University of Virginia Library


283

SCENE IV.

THE ENCAMPMENT AND TENT OF THE ARCHBISHOP UNDER THE WALLS. Consul and Archbishop.
Archbishop.
I do presume from your habiliments
You are the consul of this petty state.

Consul.
I am.

Archbishop.
You may be seated. Once again . .
Will you surrender unconditionally?

Consul.
Nor unconditionally nor conditionally.

Archbishop.
I sent for you to point where lies your duty.

Consul.
It lies where I have left it, in the town.

Archbishop.
You doubt my clemency.

Consul.
Say rather ‘honour.’

Archbishop.
Doubt you a soldier's honour?

Consul.
Not a soldier's.
But when the soldier and the priest unite,
Well may I doubt it. Goats are harmless brutes;
Dragons may be avoided; but when goat
And dragon form one creature, we abhor
The flames and coilings of the fell chimæra.

Archbishop.
And therefore you refused a conference
Unless I pitch my tent beneath your walls,
Within an arrow's shot, distributing
Ten archers on each side; ten mine, ten yours?

Consul.
No doctor of divinity in Paris
Is cleverer at divining. Thus it stands.

Archbishop.
Ill brook I such affronts.

Consul.
Ill brook, perhaps,
Florence and Pisa their ambassadors
Invited to a conference on peace,
And cast in prison.

Archbishop.
Thus we teach the proud
Their duty.

Consul.
Let the lame man teach the lame
To walk, the blind man teach the blind to see.


284

Archbishop.
Insolent! Unbecoming of my station
Were it to argue with a churl so rude.
Rise: look before you thro' the tent: what see you?

Consul.
I see huge masses of green corn upheaved
Within a belt of palisades.

Archbishop.
What else?

Consul.
Sheep, oxen, horses, trampling them.

Archbishop.
No more?

Consul.
Other huge masses farther off are smoking,
Because their juices quench the faggot-fire.

Archbishop.
And whence come these?

Consul.
From yonder houseless fields,
Of crops, and even of boundaries, bereft.

Archbishop.
Whose were they?

Consul.
Whose?
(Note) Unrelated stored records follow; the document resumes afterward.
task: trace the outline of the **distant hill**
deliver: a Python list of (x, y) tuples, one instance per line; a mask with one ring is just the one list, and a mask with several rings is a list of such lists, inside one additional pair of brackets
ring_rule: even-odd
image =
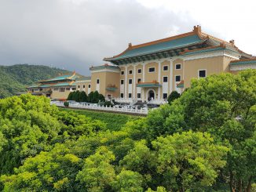
[(26, 86), (39, 80), (51, 78), (70, 72), (43, 65), (16, 64), (0, 66), (0, 98), (26, 91)]

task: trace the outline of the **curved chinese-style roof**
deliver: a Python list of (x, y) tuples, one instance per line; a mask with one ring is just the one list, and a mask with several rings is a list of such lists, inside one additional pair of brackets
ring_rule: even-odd
[(255, 64), (256, 58), (230, 61), (231, 65)]
[[(210, 47), (210, 49), (207, 48)], [(194, 26), (192, 31), (159, 39), (137, 45), (129, 43), (128, 48), (119, 55), (104, 60), (110, 61), (114, 64), (123, 64), (137, 61), (144, 61), (153, 59), (172, 57), (183, 54), (191, 54), (188, 50), (200, 49), (199, 52), (207, 52), (229, 48), (230, 50), (240, 53), (245, 57), (251, 56), (240, 51), (234, 45), (234, 41), (229, 42), (213, 37), (201, 31), (200, 26)], [(185, 52), (184, 53), (184, 52)], [(199, 53), (199, 51), (197, 52)]]

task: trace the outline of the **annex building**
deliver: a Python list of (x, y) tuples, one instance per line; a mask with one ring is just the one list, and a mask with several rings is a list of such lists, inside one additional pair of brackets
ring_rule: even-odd
[[(137, 45), (129, 43), (120, 54), (104, 60), (111, 64), (90, 67), (91, 77), (74, 74), (68, 82), (62, 79), (60, 85), (54, 84), (54, 79), (40, 83), (54, 84), (47, 89), (52, 93), (46, 95), (53, 99), (66, 99), (74, 90), (87, 94), (97, 90), (117, 102), (161, 104), (172, 91), (182, 92), (188, 88), (192, 78), (256, 69), (256, 57), (240, 50), (234, 40), (213, 37), (203, 32), (200, 26), (160, 40)], [(31, 87), (27, 89), (31, 92)]]

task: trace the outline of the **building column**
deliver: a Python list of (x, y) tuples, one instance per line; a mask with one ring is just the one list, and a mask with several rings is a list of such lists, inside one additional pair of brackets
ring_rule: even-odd
[(125, 78), (124, 78), (124, 98), (127, 99), (127, 91), (128, 91), (128, 82), (127, 82), (127, 66), (125, 67), (126, 72), (125, 72)]
[[(161, 83), (161, 61), (159, 61), (158, 62), (158, 82), (160, 84)], [(158, 88), (158, 96), (157, 96), (157, 99), (159, 100), (160, 100), (160, 92), (161, 92), (161, 87), (159, 87)]]
[(174, 63), (173, 63), (173, 60), (171, 59), (170, 60), (170, 92), (169, 94), (170, 94), (170, 92), (172, 92), (172, 91), (174, 90), (173, 88), (173, 82), (174, 82)]
[[(135, 97), (137, 97), (137, 96), (135, 96), (135, 89), (136, 89), (136, 84), (137, 84), (137, 82), (136, 82), (136, 65), (134, 64), (133, 65), (133, 99), (135, 99)], [(136, 98), (137, 99), (137, 98)]]
[[(145, 63), (142, 63), (142, 82), (144, 82), (145, 78)], [(141, 88), (141, 94), (142, 94), (142, 101), (144, 101), (144, 89)]]

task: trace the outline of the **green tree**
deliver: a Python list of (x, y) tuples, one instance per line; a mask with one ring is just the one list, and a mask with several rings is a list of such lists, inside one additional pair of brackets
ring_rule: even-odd
[(143, 191), (141, 187), (143, 178), (138, 172), (130, 170), (123, 169), (116, 176), (116, 179), (113, 182), (114, 189), (116, 191), (132, 192)]
[(79, 96), (79, 100), (80, 102), (87, 102), (88, 101), (88, 96), (86, 95), (86, 92), (85, 92), (84, 91), (80, 92), (80, 96)]
[(88, 102), (93, 103), (93, 92), (88, 94)]
[(248, 190), (256, 179), (255, 164), (251, 165), (254, 154), (245, 150), (254, 146), (255, 103), (255, 70), (193, 80), (191, 89), (172, 105), (149, 114), (146, 132), (152, 137), (192, 129), (210, 132), (216, 142), (228, 143), (232, 147), (219, 179), (225, 180), (231, 190)]
[(226, 147), (214, 144), (208, 133), (182, 132), (159, 137), (156, 170), (167, 190), (185, 191), (211, 186), (225, 165)]
[(114, 166), (110, 164), (114, 160), (115, 155), (112, 151), (107, 147), (100, 147), (85, 160), (84, 167), (77, 175), (77, 180), (88, 191), (109, 190), (115, 178)]
[(178, 93), (177, 91), (172, 91), (172, 92), (170, 92), (170, 96), (167, 98), (168, 103), (171, 104), (171, 103), (176, 99), (179, 98), (181, 94)]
The church's, past a doubt:
It never takes what is not freely given.

Archbishop.
Proud rebels! you have brought upon your heads
This signal vengeance from offended Cæsar.

Consul.
And must ten thousand starve because one man
Is wounded in that part which better men
Cut from them, as ill-sorted with our nature?
If Satan could have dropt it, he were saved.

Archbishop.
What meanest thou? What cast they from them?

Consul.
Pride.
It clings round little breasts and masters them,
It drops from loftier, spurn'd and trodden down.
Is this, my lord archbishop, this your Eden?
Is this the sacrifice of grateful herbs
Ye offer to your Gods? And will the next
Be more acceptable? Burnt-offerings raised
In your high places, and fossed round with blood!

Archbishop.
Blasphemer! I am here no priest; I come
Avenger of insulted majesty.
But, if thou mindest Holy Writ, mind this,
The plainest thing, and worthiest of remembrance: . .
Render to Cæsar what is Cæsar's, man!

Consul.
God will do that for us. Nought owe we Cæsar

285

But what he sent us when he sent you hither,
To cut our rising wheat, our bleeding vines,
To burn our olives for your wild carousals . .

Archbishop.
The only wood that will burn green: it blazes
Most beautifully, and no smell from it.
But you Anconites have poor olive grounds,
We shall want more by Sunday.

Consul.
May the curse
Of God be on you!

Archbishop.
We are not so impious:
It is on you: it were a sin to wish it.

Consul.
Prince and archbishop! there are woes that fall
Far short of curses, though sore chastisements;
Prosperities there are that hit the mark,
And the clear-sighted see God's anger there.

Archbishop.
Are we constrain'd to drag and vex the sea
And harrow up the barren rocks below
For noisome weeds? Are household animals
Struck off the knee to furnish our repast?

Consul.
Better endure than cause men this endurance.

Archbishop.
Clearly ye think so: we think otherwise.
'Tis better to chastise than be chastised,
To be the judge than be the criminal.

Consul.
How oft, when crimes are high enough to strike
The front of Heaven, are those two characters
Blended in one!

Archbishop.
I am not to be school'd
By insolence and audacity.

Consul.
We are,
It seems: but fortitude and trust in God
Will triumph yet. Our conference is closed.